Question about subset of $ \ell^2 $ space

Question

I have some doubts regarding a problem that I found in notes about metric spaces.

We have the set A of sequences that satisfy $ \sum_{i=1}^{\infty} ({a}_{i})^2 \lt \infty $. This is the $ \ell^2$ space. The summation of each squared term of the sequence is a finite number. The metric is defined as $ \sum_{i=1}^{\infty} (({a}_{i} - {b}_{i})^2)^{1/2} $

The first part of the problem is : If we take the set of sequences $ X= \{ (1,0,0,…,0,0…); (0,1,0,0,…0,…); … ; (0,0,0,…,1,0,…);… \} $, we need to show that X belongs to $ \ell^2 $

Unless I am missing something, it seem pretty trivial : We need to show that, since any sequence in X has only one non zero term, the summation of only one non zero term squared ($1^2$) is finite.

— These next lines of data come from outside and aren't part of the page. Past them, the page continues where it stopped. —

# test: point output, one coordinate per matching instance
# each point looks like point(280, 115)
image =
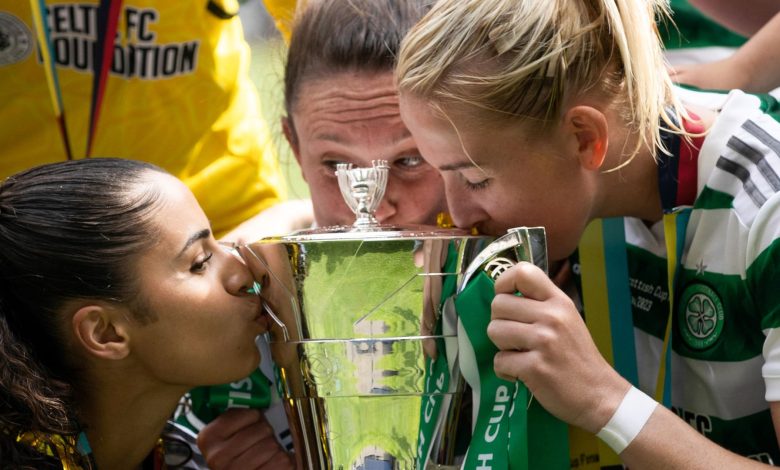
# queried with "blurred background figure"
point(725, 44)
point(168, 83)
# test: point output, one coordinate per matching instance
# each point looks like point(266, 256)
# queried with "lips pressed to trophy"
point(365, 333)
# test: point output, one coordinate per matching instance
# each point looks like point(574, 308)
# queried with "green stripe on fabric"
point(650, 307)
point(741, 337)
point(713, 199)
point(751, 435)
point(765, 270)
point(619, 294)
point(692, 29)
point(769, 105)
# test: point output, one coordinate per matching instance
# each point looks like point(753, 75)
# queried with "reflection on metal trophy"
point(367, 357)
point(363, 189)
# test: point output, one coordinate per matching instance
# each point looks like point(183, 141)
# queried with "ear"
point(101, 331)
point(292, 137)
point(590, 129)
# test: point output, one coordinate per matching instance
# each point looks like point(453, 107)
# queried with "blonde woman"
point(561, 113)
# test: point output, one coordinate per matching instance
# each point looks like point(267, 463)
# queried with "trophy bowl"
point(364, 334)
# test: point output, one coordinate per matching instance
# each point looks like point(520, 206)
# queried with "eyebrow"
point(199, 235)
point(457, 166)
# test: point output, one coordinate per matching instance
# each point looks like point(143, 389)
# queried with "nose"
point(237, 276)
point(464, 209)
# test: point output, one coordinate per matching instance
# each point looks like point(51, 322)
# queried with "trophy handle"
point(276, 320)
point(519, 244)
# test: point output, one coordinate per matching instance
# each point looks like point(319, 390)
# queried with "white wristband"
point(628, 420)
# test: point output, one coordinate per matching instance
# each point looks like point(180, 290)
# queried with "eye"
point(409, 162)
point(201, 264)
point(477, 186)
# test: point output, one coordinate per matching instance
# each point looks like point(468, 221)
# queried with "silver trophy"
point(367, 357)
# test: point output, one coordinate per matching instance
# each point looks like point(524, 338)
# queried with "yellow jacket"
point(177, 93)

The second part is : To show that X is bounded and closed, but not compact in $ \ell ^2 $ . Here I am more doubtful , but I try :

1. Boundedness : We know that the distance of any element of X is either zero or $\sqrt 2$. So there is a $ r \gt 0$ such that for every element $x,y \in X \space , d(x,y) \lt r$ . Therefore X is bounded
2. Closedness : Since the set X is a sphere with radius $ \sqrt 2 $, X is closed (I know this is true but I dont know the justification, so I would appreciate help here)
3. Compactness : Here I dont know how to show that X is not compact. I would appreciate some insight.

Thanks to all!

Answer 1

Hint:

1. Boundedness is clear since $\|\mathbf{e}_n\|_2=1$ for all $n$

2. As for closeness, notice that if $\mathbf{e}_{n_k}\xrightarrow{k\rightarrow\infty}\mathbf{x}$, then $\{\mathbf{e}_{n_k}:k\in\mathbb{N}\}$ is a Cauchy sequence. For $0<\varepsilon<1$, there is $K_0$ such that for $k',k\geq K_0$, $$\|\mathbf{e}_{n_k}-\mathbf{e}_{n_{k'}}\|_2<\varepsilon$$ Since $\|\mathbf{e}_{n}-\mathbf{e}_{m}\|_2=\sqrt{2}>1$ for all $m\neq n$, it follows that $\mathbf{e}_{n_k}=\mathbf{e}_{n_{K_0}}$ for all $k\geq K_0$. Therefore $\mathbf{x}=\mathbf{e}_{n_{K_0}}$. This proves that $\{\mathbf{e}_n:n\in\mathbb{N}\}$ is closed.

3. Lack of compactness can be proved as in (2). Another way to see this is to consider the open cover $\{B(\mathbf{e}_n;\tfrac{\sqrt{2}}{2}):n\in\mathbb{N}\}$, where $B(\mathbf{y};r)=\{\mathbf{z}\in\ell_2: \|\mathbf{y}-\mathbf{z}\|_2<r\}$. This open cover has no finite subcover.

Answer 2

Showing $X$ is in your space is indeed that trivial Bounded=it fits inside a sphere around a point, here every point is ON the sphere around $0$ of radius $\sqrt 2$, so it sits in any bigger sphere.

For closed, your points are all a fixed discrete distance apart from each other. So imagine you have a convergent sequence from $X, a_n$. That means you can pick an $\epsilon$ that eventually all the points are that close to its limit, whatever that limit is. So pick $\epsilon=.1$, or something else sufficiently small to use the triangle inequality to show that from some $N$ on the sequence is constant. That tells you the limit is that constant point, and hence in the space.

To show it is not compact, just show an infinite open cover with no finite subcover. Hint: Since your distinct points are all $\sqrt 2$ apart, make each one a member of its own open set and no other, thus there can be no finite subcover.

Edited to include the basic topological insight: Basically if you look at the induced topology on $X$ you are getting an infinite discrete metric space. The proofs for everything are identical for any infinite discrete metric space.